Dans la grande interview qu’il a accordée à notre confrère «Les Echos» vendredi dernier, l’ancien Premier ministre Modibo Sidibé parle de son parti, de la situation sociopolitique du Mali, de l’Accord de paix et de réconciliation, «des scandales». Bref, il évoque l’actualité brûlante de notre pays. Dans cet entretien, il estime qu’il est un opposant de la seconde génération, car, après avoir passé plusieurs années au sommet de l’Etat, il a désormais un nouveau statut.
D’emblée, Modibo Sidibé réfute le sobriquet de Jimmy le flic, mais adopte fièrement l’appellation de Modibo le policier, car il se réjouit d’avoir appartenu à ce corps d’élite, au sein duquel il a eu un parcours plus qu’honorable.
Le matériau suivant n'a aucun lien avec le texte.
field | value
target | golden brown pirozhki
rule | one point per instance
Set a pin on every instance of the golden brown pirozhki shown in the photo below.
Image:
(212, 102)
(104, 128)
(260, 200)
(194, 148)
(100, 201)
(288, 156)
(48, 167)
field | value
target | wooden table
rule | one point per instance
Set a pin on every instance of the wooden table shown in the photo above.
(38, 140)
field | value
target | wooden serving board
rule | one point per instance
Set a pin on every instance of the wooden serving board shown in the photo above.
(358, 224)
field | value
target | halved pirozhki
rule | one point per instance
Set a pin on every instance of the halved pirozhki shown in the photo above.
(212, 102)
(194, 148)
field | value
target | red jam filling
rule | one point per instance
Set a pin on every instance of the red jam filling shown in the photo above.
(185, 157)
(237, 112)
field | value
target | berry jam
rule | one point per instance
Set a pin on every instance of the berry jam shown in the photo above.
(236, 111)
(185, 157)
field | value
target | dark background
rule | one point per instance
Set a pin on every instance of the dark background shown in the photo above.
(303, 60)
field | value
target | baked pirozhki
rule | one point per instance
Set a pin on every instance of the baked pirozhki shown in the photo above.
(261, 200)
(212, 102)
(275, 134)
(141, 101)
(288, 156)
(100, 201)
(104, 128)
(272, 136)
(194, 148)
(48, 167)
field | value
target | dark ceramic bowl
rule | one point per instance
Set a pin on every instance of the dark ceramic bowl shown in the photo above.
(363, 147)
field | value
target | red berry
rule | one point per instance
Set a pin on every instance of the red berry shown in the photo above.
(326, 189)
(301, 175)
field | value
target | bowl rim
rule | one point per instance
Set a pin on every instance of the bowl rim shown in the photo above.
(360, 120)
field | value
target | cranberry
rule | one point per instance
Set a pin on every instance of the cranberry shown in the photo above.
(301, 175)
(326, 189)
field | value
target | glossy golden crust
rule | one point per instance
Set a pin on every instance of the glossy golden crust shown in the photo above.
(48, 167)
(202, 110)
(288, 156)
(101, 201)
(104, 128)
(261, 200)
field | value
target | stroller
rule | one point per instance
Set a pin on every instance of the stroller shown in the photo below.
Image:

Ce policier désormais à la retraite était attendu à l’ADEMA/PASJ pour sa carrière politique, mais a finalement préféré créer son propre parti politique, pour faire «autrement». Mais, pour autant, il reste très proche de l’ADEMA, duquel il ne se sent pas étranger. Pour preuve, selon lui, bon nombre des militants des FARE ont des amitiés à l’ADEMA.
S’agissant des affaires qui ont émaillé le début du mandat d’IBK, «avion, marchés d’armement, engrais», et sur lesquelles ses collègues de l’opposition ont été plus audibles que lui, l’ancien Premier ministre soutient «les FARE, en tant que parti d’opposition de seconde génération, travaillent à construire une alternative politique crédible. C’est ça notre objectif».
C’est pourquoi son parti se contente de dénoncer ce qui ne va pas dans le sens de l’intérêt du Mali ou qui n’est pas acceptable. Selon son Président, le crédo reste et demeure de faire la politique autrement. «Nous ne pouvons penser la politique si ce n’est autrement, si elle n’est pas au service de la cité, si nous ne sommes pas redevables à nos concitoyens.
Nous devons travailler à l’émergence d’une citoyenneté engagée et active. Nous pensons que, sans une certaine éthique, sans une certaine morale, la politique ne sera que caricature». Voilà la profession de foi de Modibo Sidibé dans son interview aux Echos.
Toujours selon le Président des FARE, il est temps que les partis politiques cessent d’être des fourre-tout. «Il faut des couleurs! Ce n’est pas seulement un ensemble de valeurs à partager, c’est aussi une vision du pays, de la politique, des priorités. Ces choix, il faut les partager et les assumer», dixit Modibo Sidibé.
Parlant de l’implantation de son parti sur le territoire national, il affirme que les FARE avaient déposé des listes dans la plupart des circonscriptions électorales, soit en alliance ou en listes propres, pour les communales et les régionales reportées par le Gouvernement.
«Les FARE veulent être un parti de militants, qui ne convainc pas par la force de l’argent mais par le poids de l’argument. Une force politique qui tient ses engagements et qui sait résister aux tentations des postes, présentes partout au Mali. Nous travaillons aussi à l’émergence d’un nouveau pôle politique pour le renouveau, avec d’autres», professe le fils du Capitaine Sidibé.
Modibo Sidibé a aussi profité de cette interview pour mettre fin aux critiques portées sur lui concernant son manque de présence sur le terrain. Il affirme que, de 2011 à ce jour, il est parmi ceux qui ont fait le plus de tournées. Car, pour lui, faire de la politique, «c’est sentir le pays, c’est être avec les gens».
S’agissant de l’Accord de paix et de réconciliation, il a réaffirmé qu’il ne résoudrait pas sur la durée le problème du Nord. En analysant ce document, il a estimé qu’il ne portait pas de projet, à cause de l’absence de cap et de lisibilité du Gouvernement. A en croire l’ancien policier, le texte amène un chamboulement institutionnel, sans l’accompagnement d’une adhésion et d’une perspective. Les FARE querellent également l’Accord à cause du fait qu’il ne traitait pas de l’économie criminelle. C’est pourquoi il a appelé les groupes signataires à se démarquer du narcotrafic et du terrorisme.
S’agissant du report des communales et des régionales, il a indiqué que son parti avait fait des premiers à en demander le report, pour plus de cohérence dans l’action gouvernementale.
«Vous ne pouvez pas signer un accord et jurer urbi et orbi que vous aller tenir tous les engagements, parmi lesquels, tenir des élections dans les 18 mois, après avoir pris un certain nombre de dispositions législatives et règlementaires, voire constitutionnelles, et, en même temps, vouloir tenir des élections en 3 mois sur la base des textes qui régissent actuellement les collectivités territoriales», a-t-il déclaré.